In June 2025, the Ministry of Finance of the United Arab Emirates (UAE) issued its first official guide to the Mutual Agreement Procedure (MAP), a framework designed to resolve double taxation disputes arising from the application of bilateral tax treaties. Published in PDF format on its website, the guide consolidates the internal rules and criteria relating to eligibility, terms, and obligations of both the taxpayer and the tax authorities during the process.

What is the MAP and what is its scope in the UAE?

The MAP is a treaty-based mechanism (generally in Article 25 of the OECD Model Convention) that allows taxpayers to request the intervention of the competent tax authorities when they consider that taxation has occurred that is not in accordance with bilateral treaties, without having to go directly to local courts.

In this context, the Ministry of Finance of the UAE acts as the competent authority (UAE CPM), while the Federal Tax Authority (FTA) is responsible for implementing adjustments once an agreement has been reached.

Grounds for application

Taxpayers may access the MAP when disputes arise such as:

  • Transfer pricing adjustments without the corresponding deduction on the counterparty.
  • Dual tax residence.
  • Disputes over the attribution of profits to a permanent establishment.
  • Issues relating to abuse rules or treaty interpretation.
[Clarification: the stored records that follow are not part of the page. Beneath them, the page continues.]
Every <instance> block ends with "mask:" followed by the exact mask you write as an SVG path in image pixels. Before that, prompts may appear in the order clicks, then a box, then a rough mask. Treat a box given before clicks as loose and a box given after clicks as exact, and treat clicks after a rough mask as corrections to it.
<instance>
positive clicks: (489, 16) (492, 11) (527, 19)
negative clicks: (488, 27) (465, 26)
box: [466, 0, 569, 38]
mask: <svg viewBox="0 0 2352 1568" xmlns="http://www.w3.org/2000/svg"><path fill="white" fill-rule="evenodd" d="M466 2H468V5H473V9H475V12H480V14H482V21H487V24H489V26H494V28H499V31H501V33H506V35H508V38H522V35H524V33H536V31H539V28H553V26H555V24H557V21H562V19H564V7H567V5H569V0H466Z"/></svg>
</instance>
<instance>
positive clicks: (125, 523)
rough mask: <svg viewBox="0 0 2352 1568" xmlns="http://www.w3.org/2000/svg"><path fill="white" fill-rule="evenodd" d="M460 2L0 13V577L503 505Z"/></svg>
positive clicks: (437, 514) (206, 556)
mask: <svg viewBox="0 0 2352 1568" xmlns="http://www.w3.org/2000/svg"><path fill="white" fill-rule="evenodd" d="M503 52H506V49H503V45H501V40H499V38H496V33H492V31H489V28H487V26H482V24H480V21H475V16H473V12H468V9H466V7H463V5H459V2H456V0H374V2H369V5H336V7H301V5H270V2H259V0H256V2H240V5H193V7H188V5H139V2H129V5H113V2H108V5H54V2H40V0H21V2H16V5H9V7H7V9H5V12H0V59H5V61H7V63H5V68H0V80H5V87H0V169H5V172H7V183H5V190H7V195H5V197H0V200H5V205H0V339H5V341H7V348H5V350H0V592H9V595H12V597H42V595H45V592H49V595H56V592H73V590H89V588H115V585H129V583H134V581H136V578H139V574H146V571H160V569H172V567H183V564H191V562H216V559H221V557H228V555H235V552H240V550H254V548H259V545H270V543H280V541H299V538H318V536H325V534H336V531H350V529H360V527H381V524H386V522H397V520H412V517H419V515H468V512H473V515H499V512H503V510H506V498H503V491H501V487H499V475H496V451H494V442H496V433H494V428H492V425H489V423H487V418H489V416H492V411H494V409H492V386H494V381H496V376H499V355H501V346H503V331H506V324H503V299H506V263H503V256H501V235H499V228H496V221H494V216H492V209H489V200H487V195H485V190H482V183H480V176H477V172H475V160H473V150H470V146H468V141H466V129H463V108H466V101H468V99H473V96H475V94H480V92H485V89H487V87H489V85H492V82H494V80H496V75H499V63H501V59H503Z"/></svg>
The deadline for filing the claim begins from the first notification of the disputed tax act, generally with a limit of three years, although the taxpayer may file the claim proactively if it anticipates a divergence.

Procedure, representation, and required documentation

The taxpayer files the application directly with the UAE CA, in English or Arabic, including:

  • Summary of the facts and dispute.
  • References to the applicable treaty.
  • Transfer pricing documentation.
  • Certificates of tax residence.
  • Correspondence with foreign tax authorities, among others.

The UAE CA confirms admissibility within an estimated period of two months, after which it may attempt to resolve the case unilaterally. If this is not possible, it initiates bilateral negotiations with the competent authority of the other country. The taxpayer does not participate directly in the negotiations, although it may be invited to present technical arguments.

Timeframes, results, and legal effects

The guide establishes that, under reasonable conditions of cooperation, the UAE CA undertakes to resolve MAP cases within an estimated period of 24 months after their acceptance. Once an agreement has been reached, the taxpayer has 30 days to accept or reject it. Acceptance entails waiving any legal action at the national level, and the FTA will proceed with the recognition and enforcement of the adjustment, including any refunds.

If no agreement is reached, the process is closed and the taxpayer must resort to domestic legal channels to defend their tax position.

Interaction with internal remedies

The filing of a claim with the MAP does not preclude the initiation of internal legal actions (such as before the Tax Dispute Resolution Committee or courts), provided that such actions are temporarily suspended while the MAP is pending. If a domestic court decision already exists, the UAE CPM is legally bound to respect it.

Regulatory context and comparative strategies

The UAE has more than 100 active double taxation treaties, many of which have been updated through the Multilateral Instrument (MLI), strengthening its mutual agreement procedure. The adoption of this guide coincides with the full implementation of the Corporate Tax (CT) and Transfer Pricing (TP) regimes, which have been integrated since 2023. This has led to an upward trend in international tax litigation related to price adjustments between related companies.

Conclusion

The MAP guide represents a decisive step toward strengthening legal certainty for taxpayers in the United Arab Emirates and aligns the country with international best practices under the OECD. It provides a clear framework with defined deadlines and specific roles for each actor, enabling companies to anticipate strategies in cross-border tax disputes. In an increasingly sophisticated regulatory environment, mastering the emerging MAP is a competitive advantage for multinationals operating from or to the UAE.